Read more before you make comments like that, Spike is just attempting to share a powerful truth.

Another Texan
09-12-2009, 07:50 AM
Spike repeatedly comes off as extremely arrogant and posts in a condescending tone. Should SSback truly wish to inform versus berate then the message may gain more acceptance and appreciation.

Many folks around here are actively trying to produce enough food for themselves and others, some even realize that before long the taken for granted cheap food from California will literally dry up. Working with the land and nature is not easy and having someone continually griping that you aren't doing it right is no help.

Spike's approach is reminiscent of how old worlders treated indigenous persons for centuries... you know nothing, your ways are no good, you must do things the way we say as there is only one right way ~ ours.

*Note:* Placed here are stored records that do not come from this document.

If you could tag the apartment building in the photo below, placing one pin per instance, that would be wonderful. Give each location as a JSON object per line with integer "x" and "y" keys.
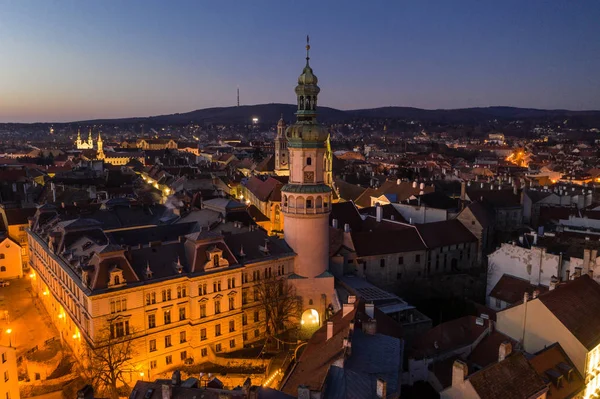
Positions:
{"x": 181, "y": 293}
{"x": 9, "y": 379}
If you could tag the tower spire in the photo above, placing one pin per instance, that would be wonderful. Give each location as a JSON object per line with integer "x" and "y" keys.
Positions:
{"x": 307, "y": 49}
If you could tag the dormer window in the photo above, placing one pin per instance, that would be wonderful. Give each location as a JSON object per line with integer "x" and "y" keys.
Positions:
{"x": 116, "y": 278}
{"x": 215, "y": 258}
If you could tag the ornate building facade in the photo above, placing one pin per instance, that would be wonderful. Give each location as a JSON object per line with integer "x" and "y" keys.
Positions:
{"x": 307, "y": 201}
{"x": 84, "y": 145}
{"x": 186, "y": 298}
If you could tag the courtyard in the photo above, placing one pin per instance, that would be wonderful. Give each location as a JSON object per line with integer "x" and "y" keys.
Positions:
{"x": 25, "y": 318}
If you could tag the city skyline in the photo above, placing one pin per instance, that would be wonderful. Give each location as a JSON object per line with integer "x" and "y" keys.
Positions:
{"x": 109, "y": 60}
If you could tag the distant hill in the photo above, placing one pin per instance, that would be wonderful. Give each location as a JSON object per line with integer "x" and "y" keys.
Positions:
{"x": 270, "y": 113}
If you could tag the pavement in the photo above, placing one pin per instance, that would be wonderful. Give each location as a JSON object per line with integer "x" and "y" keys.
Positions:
{"x": 27, "y": 318}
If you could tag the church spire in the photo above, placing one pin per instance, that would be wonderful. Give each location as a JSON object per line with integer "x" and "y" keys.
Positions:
{"x": 307, "y": 49}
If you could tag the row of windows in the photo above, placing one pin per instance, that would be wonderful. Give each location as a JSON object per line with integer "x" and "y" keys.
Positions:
{"x": 203, "y": 352}
{"x": 266, "y": 273}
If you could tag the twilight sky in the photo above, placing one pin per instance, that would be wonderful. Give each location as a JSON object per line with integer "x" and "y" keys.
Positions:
{"x": 65, "y": 60}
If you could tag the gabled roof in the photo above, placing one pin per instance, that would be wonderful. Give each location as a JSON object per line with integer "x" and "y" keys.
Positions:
{"x": 447, "y": 232}
{"x": 575, "y": 304}
{"x": 346, "y": 213}
{"x": 512, "y": 378}
{"x": 389, "y": 212}
{"x": 348, "y": 191}
{"x": 448, "y": 336}
{"x": 320, "y": 354}
{"x": 481, "y": 213}
{"x": 551, "y": 357}
{"x": 265, "y": 190}
{"x": 381, "y": 242}
{"x": 497, "y": 199}
{"x": 511, "y": 289}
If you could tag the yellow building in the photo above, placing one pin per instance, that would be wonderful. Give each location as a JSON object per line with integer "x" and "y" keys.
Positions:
{"x": 15, "y": 223}
{"x": 11, "y": 265}
{"x": 567, "y": 314}
{"x": 9, "y": 379}
{"x": 185, "y": 298}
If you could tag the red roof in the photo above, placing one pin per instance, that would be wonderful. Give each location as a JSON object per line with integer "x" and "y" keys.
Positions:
{"x": 511, "y": 289}
{"x": 575, "y": 304}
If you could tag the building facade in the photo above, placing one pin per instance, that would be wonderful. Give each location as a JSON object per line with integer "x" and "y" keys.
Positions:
{"x": 11, "y": 265}
{"x": 9, "y": 378}
{"x": 184, "y": 299}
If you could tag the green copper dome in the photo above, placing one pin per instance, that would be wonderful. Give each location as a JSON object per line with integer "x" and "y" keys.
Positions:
{"x": 307, "y": 132}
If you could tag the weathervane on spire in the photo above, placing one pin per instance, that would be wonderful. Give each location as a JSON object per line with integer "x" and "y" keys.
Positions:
{"x": 307, "y": 48}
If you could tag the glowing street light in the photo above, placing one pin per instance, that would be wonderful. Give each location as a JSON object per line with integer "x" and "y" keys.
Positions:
{"x": 9, "y": 331}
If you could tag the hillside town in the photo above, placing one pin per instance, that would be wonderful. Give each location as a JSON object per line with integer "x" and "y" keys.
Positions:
{"x": 288, "y": 258}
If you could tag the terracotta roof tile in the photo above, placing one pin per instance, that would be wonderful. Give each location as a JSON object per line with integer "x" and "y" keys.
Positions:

The issue here is not with the message, it's the messenger.

JET
09-12-2009, 08:18 AM
Another Texan, just wondering why you responded to a quoted article in the manner you did. Obviously, you aren't aware of Wendell VBerry's writing-he is an incredible voice for the common man and farmer. He farms a small place in Kentucky with draft horses and has written incredible things over the years. I started with The Theft of the Commons which is quite an eye opener.
Read more before you make comments like that, Spike is just attempting to share a powerful truth.

Wasting your words. She know everything about everything. Just ask. Back to the subject. The Theft of the Commons is a real eye opener.

Murphette
09-12-2009, 11:52 AM
Thank merciful heaven, if there is powerful truth out there, none of us are dependent on just one person to carry it to us.